When fibroblast cells which are a type of mature cell found in connective tissue such as ligaments and tendons were confined to rectangular areas, they very quickly assumed the shape of the the surface of the medium that they were attached to. This indicated the cells were responding and measuring to the physical properties of the environment then conveying this information to the nucleus where DNA genome programs and packaging would adapt accordingly.
The cells were grown over ten days until they formed spherical clusters of cells. The genetic analysis of the cells contained within these clusters revealed that specific characteristics of chromatin which is the condensed from of packaged DNA normally associated with mature fibroblasts were lost by the 6th day. At the 10th day the cells expressed genes which are normally associated with embryonic stem cells and iPSCs. They team learned that by confining the mature cells for an extended period the mature fibroblasts could be turned into pluripotent stem cells. To confirm, the researchers directed their growth with high efficiency into two different specialized cell types and some cells were also directed back into fibroblasts.

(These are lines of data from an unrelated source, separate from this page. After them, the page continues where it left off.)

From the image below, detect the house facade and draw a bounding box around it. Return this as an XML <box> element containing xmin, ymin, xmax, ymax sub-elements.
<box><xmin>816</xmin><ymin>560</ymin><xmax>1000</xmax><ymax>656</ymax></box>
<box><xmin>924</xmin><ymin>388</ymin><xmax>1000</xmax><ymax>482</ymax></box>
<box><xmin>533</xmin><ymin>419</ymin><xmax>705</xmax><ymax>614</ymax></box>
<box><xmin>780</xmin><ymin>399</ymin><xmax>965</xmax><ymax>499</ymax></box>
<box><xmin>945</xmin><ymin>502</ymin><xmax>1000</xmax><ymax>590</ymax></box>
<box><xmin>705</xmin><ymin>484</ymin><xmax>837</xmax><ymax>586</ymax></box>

The physical parameters used are reflective of the transient geometric constraints that cells can be exposed to in the body. During development the establishment of niches and geometric patterns are essential to the formation of functional organs and tissues. When tissue is damaged through disease or injury, cells will experience sudden alterations to their environment. In these cases, mature cells might revert back to a pluripotent stem cell like state prior to being redeployed as specialized cells for maintenance and repair of tissue. The study shows for the first time that mechanical cues can reset genomic programs of mature cells and then return them to a pluripotent state.
The researchers believe the use of geometric constraints to reprogram mature cells might better reflect processes that naturally occur within the body. And more importantly, the findings allow researchers to generate stem cells from mature cells with high efficiency and without genetically modifying them.